The result: Clearview failed at every single step. Not partially, not almost — completely. The outcome: over EUR 100M in penalties, bans in multiple countries, and the status of a canonical negative case study for AI ethics violations.
Reflect
Section titled “Reflect”Responsible AI is not a gate before launch — it’s a property of the entire process. Principles without enforcement are worthless. The EU AI Act makes this a regulatory obligation.
- “Publicly available” does not mean “free to exploit.” Clearview’s entire defense rested on a fallacy that every single regulator rejected. As a PM, you must validate legal assumptions — not pick the interpretation that is most convenient.
- Without internal resistance, there is no course correction.
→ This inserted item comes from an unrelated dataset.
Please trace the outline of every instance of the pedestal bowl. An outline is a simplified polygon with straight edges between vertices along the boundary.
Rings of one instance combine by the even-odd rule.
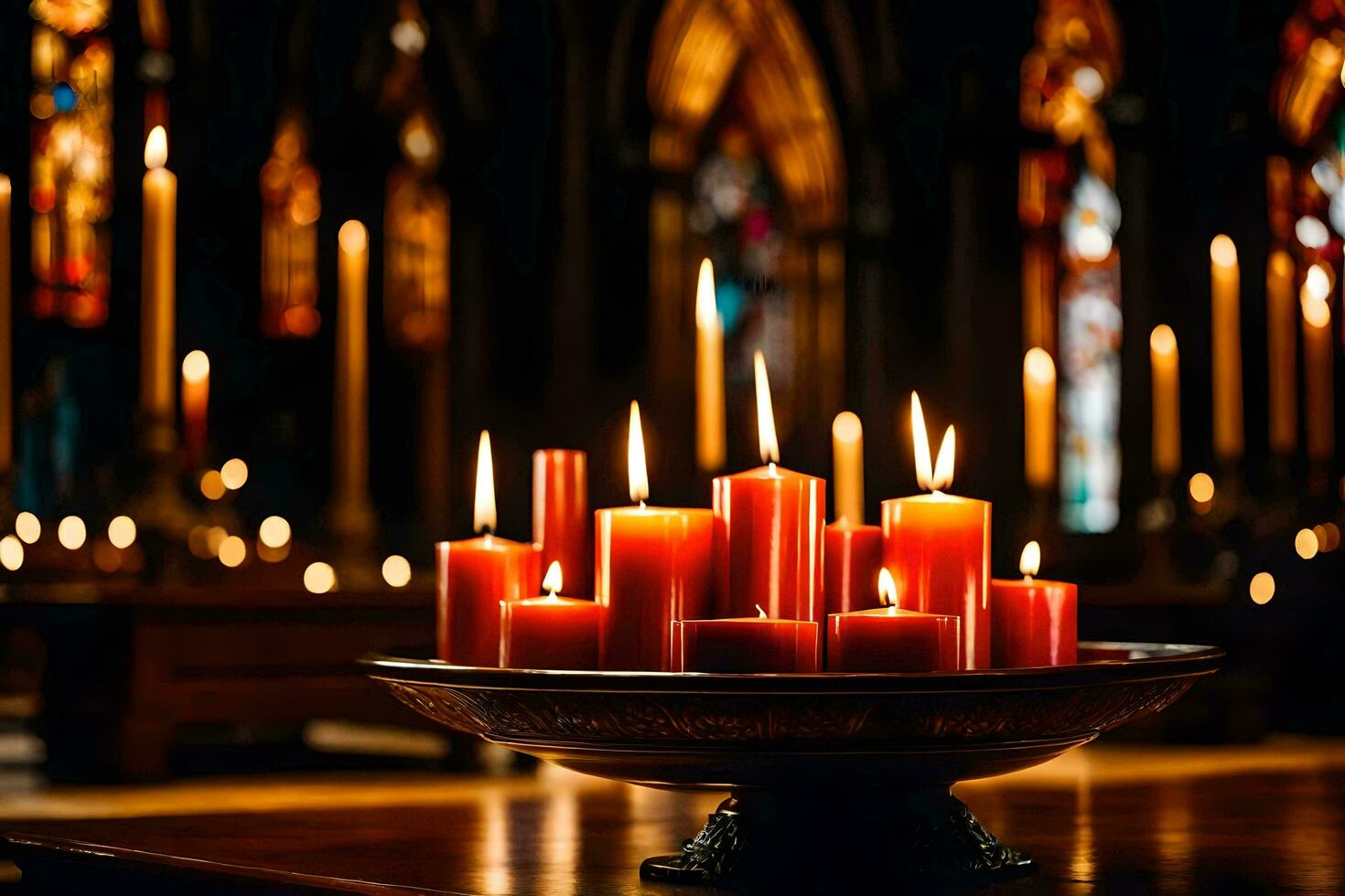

Clearview had no ethics board, no escalation path, nobody who could or would say no. Responsible AI requires institutionalized friction — processes that can stop a launch, not merely accompany one.
- Regulation is coming — the only question is whether you are prepared. Clearview built a product that falls into the highest prohibition category under the EU AI Act. Anyone who had run the Reality Check in 2019 would have seen this in five minutes. Over EUR 100M in fines later, the lesson is expensive but unambiguous.
- Negative examples teach more than principle PDFs. Clearview is proof: if you ignore every step of a Responsible AI framework, the world counts the consequences in nine-figure sums.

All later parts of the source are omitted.